The first thing is to stay bottom up. The overall market weather matters, and it pays to keep half an eye on it, but portfolios are built one holding at a time. Knowing what you own, why you own it, and what it is genuinely worth is what keeps you anchored when the headlines get loud.

The second is to think in terms of absolute return rather than keeping up with the index. When a market becomes this concentrated in a handful of enormous names, the index stops being a neutral benchmark and starts being a bet on those specific companies. Chasing it means chasing them. A sensible investor is trying to compound wealth ahead of inflation over years, not trying to match a scoreboard that a few mega caps happen to be dominating this quarter.

The third is to treat cash and quality as tools, not comfort blankets. A little cash creates the ability to act when others are forced to sell. Quality businesses with strong balance sheets are the ones most likely to survive a squeeze and take advantage of it. The opportunity, if the supply wave does soften prices, will go to the investors who kept some capacity and kept their nerve.

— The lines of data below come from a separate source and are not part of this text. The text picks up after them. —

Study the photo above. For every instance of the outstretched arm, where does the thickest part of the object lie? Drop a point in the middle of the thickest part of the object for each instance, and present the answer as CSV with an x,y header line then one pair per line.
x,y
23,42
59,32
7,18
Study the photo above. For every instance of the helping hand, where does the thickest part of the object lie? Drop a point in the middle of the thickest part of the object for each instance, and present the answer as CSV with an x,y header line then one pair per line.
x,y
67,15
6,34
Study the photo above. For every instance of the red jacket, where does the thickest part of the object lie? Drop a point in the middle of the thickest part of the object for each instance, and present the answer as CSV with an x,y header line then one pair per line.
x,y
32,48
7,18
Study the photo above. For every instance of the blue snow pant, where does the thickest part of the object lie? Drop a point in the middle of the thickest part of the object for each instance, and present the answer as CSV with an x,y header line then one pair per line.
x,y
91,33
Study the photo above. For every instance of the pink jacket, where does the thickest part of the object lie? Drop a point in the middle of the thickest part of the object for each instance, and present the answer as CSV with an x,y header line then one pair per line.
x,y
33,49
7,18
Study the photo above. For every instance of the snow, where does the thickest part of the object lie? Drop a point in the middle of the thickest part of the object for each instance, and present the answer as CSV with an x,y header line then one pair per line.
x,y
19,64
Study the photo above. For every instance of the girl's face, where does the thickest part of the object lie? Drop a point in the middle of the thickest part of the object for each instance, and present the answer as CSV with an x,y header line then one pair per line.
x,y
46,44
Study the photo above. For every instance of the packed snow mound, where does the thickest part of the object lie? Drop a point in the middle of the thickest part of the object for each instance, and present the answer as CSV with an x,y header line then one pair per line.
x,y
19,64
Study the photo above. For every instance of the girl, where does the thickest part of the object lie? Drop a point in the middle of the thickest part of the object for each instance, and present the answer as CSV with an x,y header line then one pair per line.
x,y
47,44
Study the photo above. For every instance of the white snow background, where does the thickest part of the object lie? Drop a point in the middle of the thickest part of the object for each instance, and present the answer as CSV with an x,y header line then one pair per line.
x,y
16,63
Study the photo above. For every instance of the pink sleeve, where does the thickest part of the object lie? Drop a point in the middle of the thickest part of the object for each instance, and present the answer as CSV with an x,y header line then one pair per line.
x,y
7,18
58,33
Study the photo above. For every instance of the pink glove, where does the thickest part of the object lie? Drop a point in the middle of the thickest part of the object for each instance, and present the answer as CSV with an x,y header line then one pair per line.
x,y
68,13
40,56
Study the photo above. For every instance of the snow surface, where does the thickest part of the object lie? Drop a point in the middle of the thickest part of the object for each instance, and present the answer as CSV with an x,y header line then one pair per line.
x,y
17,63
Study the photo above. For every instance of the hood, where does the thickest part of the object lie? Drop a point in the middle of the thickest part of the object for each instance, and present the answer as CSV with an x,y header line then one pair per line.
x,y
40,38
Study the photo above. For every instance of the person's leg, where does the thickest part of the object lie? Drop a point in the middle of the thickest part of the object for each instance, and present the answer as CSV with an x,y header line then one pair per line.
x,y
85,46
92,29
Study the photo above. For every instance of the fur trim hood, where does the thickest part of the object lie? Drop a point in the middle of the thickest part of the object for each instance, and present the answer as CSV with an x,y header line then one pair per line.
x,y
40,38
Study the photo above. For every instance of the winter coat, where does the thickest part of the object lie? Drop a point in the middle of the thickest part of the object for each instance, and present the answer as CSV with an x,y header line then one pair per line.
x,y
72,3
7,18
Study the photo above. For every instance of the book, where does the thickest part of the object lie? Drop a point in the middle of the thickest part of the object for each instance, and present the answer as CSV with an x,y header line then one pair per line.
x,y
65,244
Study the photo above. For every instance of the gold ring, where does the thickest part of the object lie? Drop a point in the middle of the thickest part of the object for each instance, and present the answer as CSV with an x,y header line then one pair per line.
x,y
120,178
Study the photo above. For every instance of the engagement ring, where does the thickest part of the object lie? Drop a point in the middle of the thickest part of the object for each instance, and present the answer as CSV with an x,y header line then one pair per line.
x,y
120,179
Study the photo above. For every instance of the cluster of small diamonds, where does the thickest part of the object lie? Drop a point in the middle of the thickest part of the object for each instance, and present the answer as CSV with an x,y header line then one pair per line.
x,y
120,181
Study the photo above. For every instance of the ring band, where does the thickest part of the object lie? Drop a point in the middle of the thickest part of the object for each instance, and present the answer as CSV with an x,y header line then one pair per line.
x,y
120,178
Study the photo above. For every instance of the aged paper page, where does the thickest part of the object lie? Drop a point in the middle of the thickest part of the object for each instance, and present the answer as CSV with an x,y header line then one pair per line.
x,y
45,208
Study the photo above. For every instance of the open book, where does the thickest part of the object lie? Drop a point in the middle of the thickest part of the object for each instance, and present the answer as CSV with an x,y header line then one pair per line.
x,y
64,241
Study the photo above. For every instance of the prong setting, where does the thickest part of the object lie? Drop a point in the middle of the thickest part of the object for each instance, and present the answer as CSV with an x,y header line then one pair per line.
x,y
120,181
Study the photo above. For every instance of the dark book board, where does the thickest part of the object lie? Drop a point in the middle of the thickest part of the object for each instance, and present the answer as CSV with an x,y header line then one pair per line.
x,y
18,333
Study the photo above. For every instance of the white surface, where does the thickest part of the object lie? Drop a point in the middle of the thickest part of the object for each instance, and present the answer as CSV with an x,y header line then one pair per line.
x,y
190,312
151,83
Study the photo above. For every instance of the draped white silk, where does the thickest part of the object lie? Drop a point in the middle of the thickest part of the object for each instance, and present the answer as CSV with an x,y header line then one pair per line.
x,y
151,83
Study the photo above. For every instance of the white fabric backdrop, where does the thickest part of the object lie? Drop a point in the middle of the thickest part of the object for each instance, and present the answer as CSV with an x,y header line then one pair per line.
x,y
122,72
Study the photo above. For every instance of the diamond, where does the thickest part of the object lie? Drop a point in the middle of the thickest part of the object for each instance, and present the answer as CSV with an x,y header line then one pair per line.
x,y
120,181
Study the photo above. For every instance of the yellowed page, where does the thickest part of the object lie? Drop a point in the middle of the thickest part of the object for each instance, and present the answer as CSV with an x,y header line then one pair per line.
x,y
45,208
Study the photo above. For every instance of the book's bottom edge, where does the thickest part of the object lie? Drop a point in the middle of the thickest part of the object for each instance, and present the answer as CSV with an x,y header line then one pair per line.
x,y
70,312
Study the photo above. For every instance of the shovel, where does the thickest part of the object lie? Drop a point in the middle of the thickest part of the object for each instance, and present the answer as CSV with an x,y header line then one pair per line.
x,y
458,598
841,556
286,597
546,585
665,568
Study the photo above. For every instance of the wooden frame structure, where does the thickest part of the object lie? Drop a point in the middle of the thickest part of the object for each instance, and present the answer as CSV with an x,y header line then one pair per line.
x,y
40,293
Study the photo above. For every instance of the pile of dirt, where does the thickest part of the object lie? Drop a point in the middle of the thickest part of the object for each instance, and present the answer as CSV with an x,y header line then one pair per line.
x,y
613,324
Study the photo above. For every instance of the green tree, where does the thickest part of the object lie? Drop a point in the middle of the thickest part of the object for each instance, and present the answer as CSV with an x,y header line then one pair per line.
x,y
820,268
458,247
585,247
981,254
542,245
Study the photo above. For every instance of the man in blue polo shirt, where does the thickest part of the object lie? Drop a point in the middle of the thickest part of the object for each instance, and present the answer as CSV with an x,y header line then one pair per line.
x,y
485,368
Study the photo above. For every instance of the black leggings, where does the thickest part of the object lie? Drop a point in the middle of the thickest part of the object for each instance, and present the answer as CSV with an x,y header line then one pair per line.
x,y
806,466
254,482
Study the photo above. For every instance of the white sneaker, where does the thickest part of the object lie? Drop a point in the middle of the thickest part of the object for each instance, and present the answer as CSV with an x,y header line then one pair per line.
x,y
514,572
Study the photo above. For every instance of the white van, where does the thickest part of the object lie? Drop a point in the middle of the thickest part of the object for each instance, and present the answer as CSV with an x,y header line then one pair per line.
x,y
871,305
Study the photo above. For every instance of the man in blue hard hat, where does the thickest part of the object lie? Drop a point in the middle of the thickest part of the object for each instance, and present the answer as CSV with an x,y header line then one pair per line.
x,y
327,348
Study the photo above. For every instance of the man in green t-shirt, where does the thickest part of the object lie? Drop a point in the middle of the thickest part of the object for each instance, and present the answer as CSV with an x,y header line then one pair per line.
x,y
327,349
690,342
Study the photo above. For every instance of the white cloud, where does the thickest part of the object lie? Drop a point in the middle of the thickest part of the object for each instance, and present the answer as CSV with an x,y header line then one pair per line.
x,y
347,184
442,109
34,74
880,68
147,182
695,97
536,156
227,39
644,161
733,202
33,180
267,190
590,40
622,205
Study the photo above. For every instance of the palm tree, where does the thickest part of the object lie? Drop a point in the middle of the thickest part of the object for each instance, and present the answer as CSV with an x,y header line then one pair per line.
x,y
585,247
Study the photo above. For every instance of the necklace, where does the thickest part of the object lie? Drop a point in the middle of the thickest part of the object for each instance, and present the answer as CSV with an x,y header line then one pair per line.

This is not a call to make big directional bets on the market. It is a reminder that when everyone is admiring the demand, the smart money is quietly counting the supply.

TAMIM Takeaway

The market is transfixed by a single question: who are the AI winners? Underneath that question sits a quieter and possibly more important one: where will all the money come from? A record breaking wave of listings, lock-up expiries, endowment selling and staff monetisation is arriving at the same moment that AI labs, hyperscalers, utilities and chipmakers all need enormous amounts of fresh capital. When that many winners reach into the same pool at once, the price of capital can rise and share prices can soften, even for genuinely good companies.

For long term investors, the useful mindset is not fear, it is patience with a purpose. Do not try to time the wave. Stay bottom up, focus on quality, balance sheets and valuation, keep some capacity to act, and watch the aisle where solid businesses are being discarded to fund the excitement elsewhere. That is usually where the market’s short-termism creates the long-term opportunity.